В результате нам редко удается в чем-то поучаствовать, и большинство вечеров мы проводим в компании друг друга. Меня огорчает такое развитие событий, но я не знаю, на кого возложить вину. Мой двухлетний сын вряд ли в чем-то виноват. Поэтому я втайне направляю все более суровое осуждение на наше окружение: мою семью, моих друзей, всех своих знакомых – за то, что они довели меня до такой жизни. Я в ярости от того, что они по собственному почину не делают шагов навстречу.
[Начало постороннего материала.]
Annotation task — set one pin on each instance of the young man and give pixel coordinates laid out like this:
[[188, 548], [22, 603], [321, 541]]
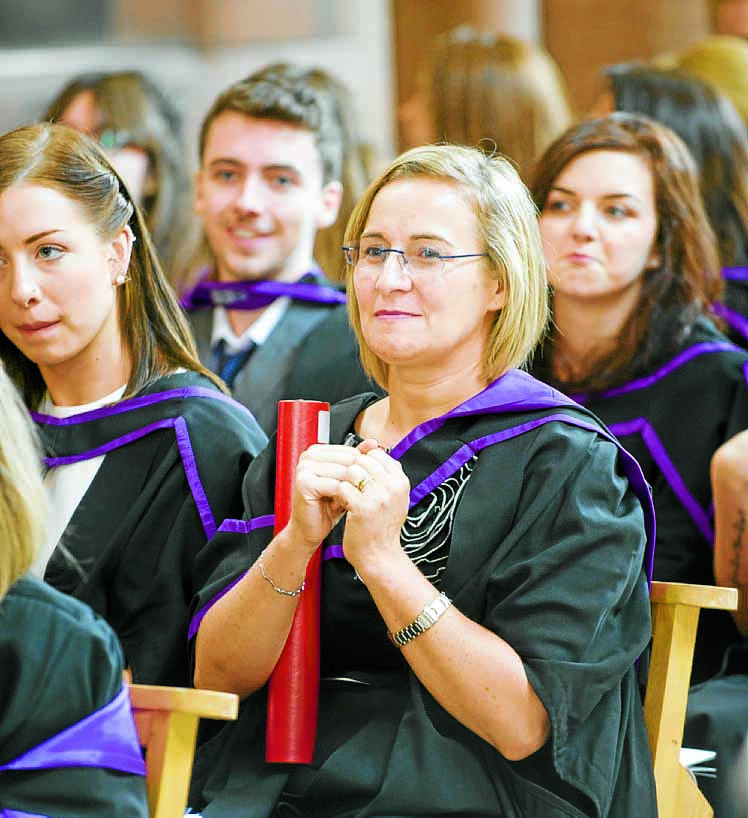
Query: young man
[[270, 163]]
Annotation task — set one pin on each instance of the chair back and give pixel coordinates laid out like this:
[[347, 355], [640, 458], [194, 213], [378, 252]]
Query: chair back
[[675, 616], [167, 719]]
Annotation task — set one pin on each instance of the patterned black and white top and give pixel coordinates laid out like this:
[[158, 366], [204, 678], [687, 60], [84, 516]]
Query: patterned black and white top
[[427, 531]]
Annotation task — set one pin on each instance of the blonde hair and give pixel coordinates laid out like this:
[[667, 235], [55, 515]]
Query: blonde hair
[[507, 221], [23, 502], [153, 327], [497, 87], [722, 61]]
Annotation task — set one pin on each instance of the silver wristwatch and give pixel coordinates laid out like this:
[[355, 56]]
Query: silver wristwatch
[[428, 617]]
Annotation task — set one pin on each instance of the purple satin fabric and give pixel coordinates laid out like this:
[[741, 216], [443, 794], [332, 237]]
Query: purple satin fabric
[[234, 527], [684, 357], [660, 456], [255, 295], [734, 319], [184, 444], [129, 404], [514, 391], [107, 738]]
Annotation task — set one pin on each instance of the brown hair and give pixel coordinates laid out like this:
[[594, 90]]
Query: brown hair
[[357, 160], [153, 327], [498, 88], [23, 501], [507, 222], [712, 130], [289, 94], [687, 280], [133, 108]]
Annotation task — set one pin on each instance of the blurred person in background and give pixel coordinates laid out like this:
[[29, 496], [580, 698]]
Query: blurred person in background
[[479, 86], [633, 268], [271, 161], [144, 451], [719, 59], [713, 132], [140, 129], [60, 666]]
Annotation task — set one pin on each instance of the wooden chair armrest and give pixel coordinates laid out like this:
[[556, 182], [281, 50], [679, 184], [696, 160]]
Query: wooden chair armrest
[[167, 719], [208, 704], [695, 596]]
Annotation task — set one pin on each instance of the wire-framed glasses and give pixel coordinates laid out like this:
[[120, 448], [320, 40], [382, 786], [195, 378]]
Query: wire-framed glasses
[[417, 260]]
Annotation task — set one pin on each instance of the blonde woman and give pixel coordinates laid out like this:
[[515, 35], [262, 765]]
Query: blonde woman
[[68, 745], [483, 596], [144, 450]]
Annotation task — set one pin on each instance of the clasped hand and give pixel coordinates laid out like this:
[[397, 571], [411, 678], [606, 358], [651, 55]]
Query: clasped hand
[[364, 482]]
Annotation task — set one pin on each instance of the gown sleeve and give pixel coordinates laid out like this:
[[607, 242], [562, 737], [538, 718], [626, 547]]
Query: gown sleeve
[[59, 664], [569, 594]]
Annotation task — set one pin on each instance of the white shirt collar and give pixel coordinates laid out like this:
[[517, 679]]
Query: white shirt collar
[[257, 332]]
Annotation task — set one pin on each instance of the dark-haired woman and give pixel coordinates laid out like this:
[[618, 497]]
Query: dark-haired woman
[[144, 450], [633, 268], [716, 137]]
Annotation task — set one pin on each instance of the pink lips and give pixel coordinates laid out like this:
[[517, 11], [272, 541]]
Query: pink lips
[[394, 314], [36, 326], [580, 258]]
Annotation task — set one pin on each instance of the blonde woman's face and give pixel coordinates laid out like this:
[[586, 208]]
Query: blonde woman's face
[[435, 321], [58, 281]]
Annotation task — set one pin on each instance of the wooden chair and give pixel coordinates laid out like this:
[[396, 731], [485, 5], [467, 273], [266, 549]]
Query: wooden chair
[[167, 720], [675, 615]]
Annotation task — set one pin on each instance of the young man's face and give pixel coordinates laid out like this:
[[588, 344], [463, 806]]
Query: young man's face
[[260, 196]]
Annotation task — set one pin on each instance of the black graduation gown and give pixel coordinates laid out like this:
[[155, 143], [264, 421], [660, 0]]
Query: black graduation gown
[[672, 421], [546, 551], [311, 351], [733, 309], [61, 668], [175, 458]]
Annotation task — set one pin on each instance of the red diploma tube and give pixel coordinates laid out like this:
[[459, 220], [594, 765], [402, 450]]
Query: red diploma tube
[[293, 690]]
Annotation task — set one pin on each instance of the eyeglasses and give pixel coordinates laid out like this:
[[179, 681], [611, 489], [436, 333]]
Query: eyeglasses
[[111, 139], [420, 260]]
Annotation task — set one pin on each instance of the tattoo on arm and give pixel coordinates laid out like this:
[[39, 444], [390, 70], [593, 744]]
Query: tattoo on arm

Если бы они только понимали! Тогда они могла бы почаще приходить к нам в гости. Тогда они не говорили бы, что ребенка можно просто взять с собой, а остальное как-нибудь уладится. Тогда они не говорили бы мимоходом, что мы можем присоединиться и поучаствовать – они бы поняли, что мы не можем поучаствовать! Если бы они понимали, их ужины начинались бы в четыре и заканчивались в семь. Они чаще приходили бы к нам домой составить мне компанию, хотя и скучно ждать в гостиной, пока я укладываю Ивана – порой часами. Они не брали бы работу, связанную с разъездами, не переезжали бы в другие города, приспосабливались бы к нашим особенностям и не ограничивались бы пустыми приглашениями и призывами сообщить им, если мы хотим поучаствовать. Если бы они понимали, мы не были бы так одиноки, как сейчас.